Jonathan Burkett's day was undoubtedly the most unpleasant. The altitude had taken its toll and he lay hunched over from nausea until at least lunch time. Nick Serban III, our pastor, took it upon himself to massage Jonathan's neck and back with the relative coolness of a water bottle, much to the hilarious delight of the rest of us.

At some point we crossed over the continental divide and began descending through a steep volcanic valley to the town of Banos for lunch (and to use their Banos). Our lunch was a delicious selection of chicken, pork, potatoes, and corn. Joil took the opportunity to share a few tales of a few of the monsters he's seen or heard tales of in his time in the Amazon basin. The list included, but is not limited to, a 22ft anaconda, piranhas, caiman, 500lb catfish, and a not entirely confirmed 10ft long electric eel. Our descent continued in earnest from here.

Apparently about 1 hour after we stopped for lunch, Banos' resident volcano, Tungurahua, began erupting. Footage can be found here (though we didn't actually witness it): http://www.bbc.co.uk/news/world-latin-america-26013137

The road down the valley was treacherous at best. the spots that had been washed away in landslides and rebuilt with concrete were obvious any time a curve gave witness to the road ahead. The bus would pass within a few short inches every time a car would pass in the oncoming lane, which was about every 10 seconds. The valley's steep walls were joined by canopy zip lines that the locals used to access the road and the tourists used for their amusement. The whitewater that carved this valley ran a few hundred yards below. The skill of our driver, Roberto, can not be expressed enough.

Even the foothills that followed put the "mountains" back home to shame. Eventually these started to shrink too and by the time we reached our destination, Sucua, we were surrounded by (still sizable) forested hills. Our dinner was provided by a local church member whose newly built restaurant consisted of a large, open patio amongst large fields where his cattle and crops could grow. We had an incredible dinner, better than most restaurants back home, of fresh mashed potatoes, sauteed vegetables, and our choice of surf and turf (Steak in an incredible brown sauce and a shrimp skewer) or a Shrimp Arribiata. The owner had an incredible story of finding and trusting God and His provision throughout. After relaxing and meeting Joil and Matt's families, we made our way to the Hotel Romanza, our home in Sucua.

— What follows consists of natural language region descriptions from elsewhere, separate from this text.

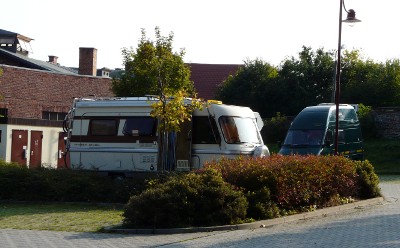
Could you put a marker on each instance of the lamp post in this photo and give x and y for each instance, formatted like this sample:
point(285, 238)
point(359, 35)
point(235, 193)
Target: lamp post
point(351, 18)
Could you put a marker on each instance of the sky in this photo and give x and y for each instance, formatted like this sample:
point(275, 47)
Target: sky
point(210, 31)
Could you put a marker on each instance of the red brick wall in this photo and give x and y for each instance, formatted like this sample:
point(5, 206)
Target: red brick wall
point(27, 92)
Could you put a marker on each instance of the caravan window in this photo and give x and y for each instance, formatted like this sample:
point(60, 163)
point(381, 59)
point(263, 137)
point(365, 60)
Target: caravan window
point(140, 126)
point(103, 127)
point(205, 130)
point(239, 130)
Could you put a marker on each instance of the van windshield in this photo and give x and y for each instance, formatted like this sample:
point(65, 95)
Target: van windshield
point(239, 130)
point(304, 137)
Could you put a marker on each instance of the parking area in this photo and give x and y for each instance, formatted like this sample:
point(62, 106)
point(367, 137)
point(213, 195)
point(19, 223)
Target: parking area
point(374, 225)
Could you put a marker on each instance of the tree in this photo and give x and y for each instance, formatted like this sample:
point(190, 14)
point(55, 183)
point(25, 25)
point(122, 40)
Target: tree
point(154, 69)
point(365, 81)
point(308, 80)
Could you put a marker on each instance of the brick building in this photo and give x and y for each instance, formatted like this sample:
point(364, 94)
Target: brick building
point(36, 95)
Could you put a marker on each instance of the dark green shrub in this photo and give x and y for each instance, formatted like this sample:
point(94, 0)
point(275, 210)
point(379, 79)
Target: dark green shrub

The accommodations left a little to be desired, but nothing beyond what we'd expected. The blotchy plaster and dusty, small, oscillating table fan bolted to the ceiling were easily forgotten with the presence of WiFi. All of us got a chance to speak with our wives. Sarah was especially excited to see her dada. After a few minutes of prepping our bags for the trip into the bush, a few of us walked down to a little supermercado around the corner. The streets of Sucua were just starting to come alive in that evening our. I took my Naranjilla aqua fresca and Kinder Egg (I know its childish, but I love them) and we went and sat in the town square for a few minutes.

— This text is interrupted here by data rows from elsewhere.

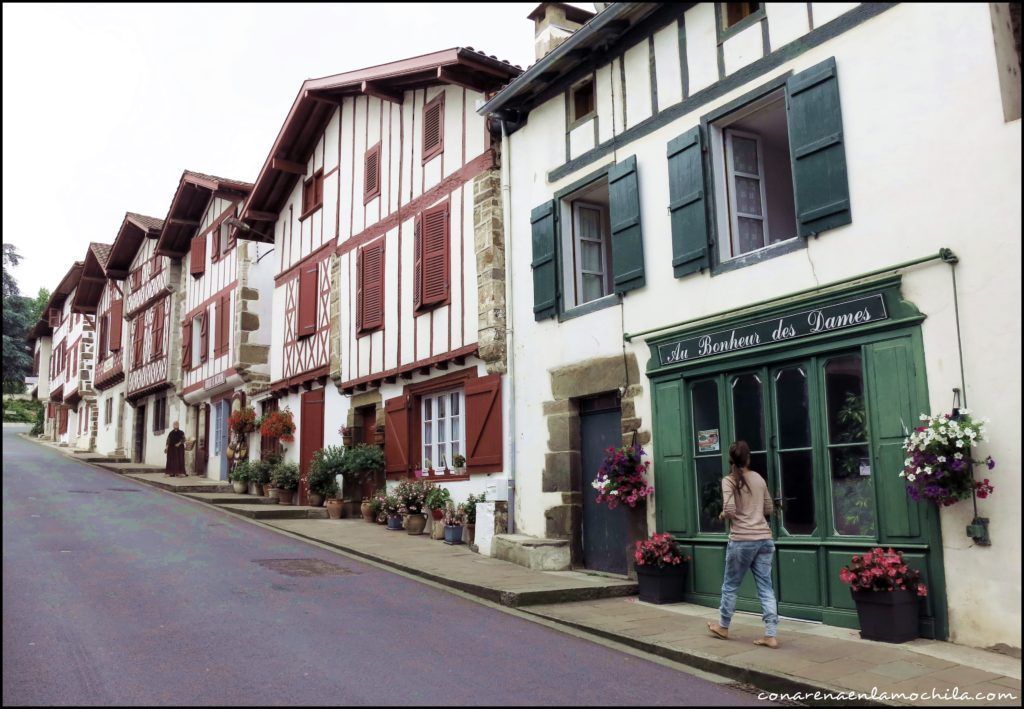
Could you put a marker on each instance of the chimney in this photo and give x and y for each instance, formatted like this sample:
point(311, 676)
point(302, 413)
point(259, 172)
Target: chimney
point(554, 23)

Everything in the square was well kept and relatively modern, except for the faded statue of Christ atop the otherwise neon lit fountain. A few woman laid out their trinkets and people of all ages wandered through the comfortable night air. Our peace was interrupted by a raucous political parade on one of the main streets. Cars, trucks, and motorcycles packed with politically active Ecuadorans rode past, honking, dancing, and yelling all the while. This went on for a good 15 or 20 minutes before we gave up on the peaceful evening and returned to the hotel. We had a long day ahead of us and relished the somewhat comfortable beds that night.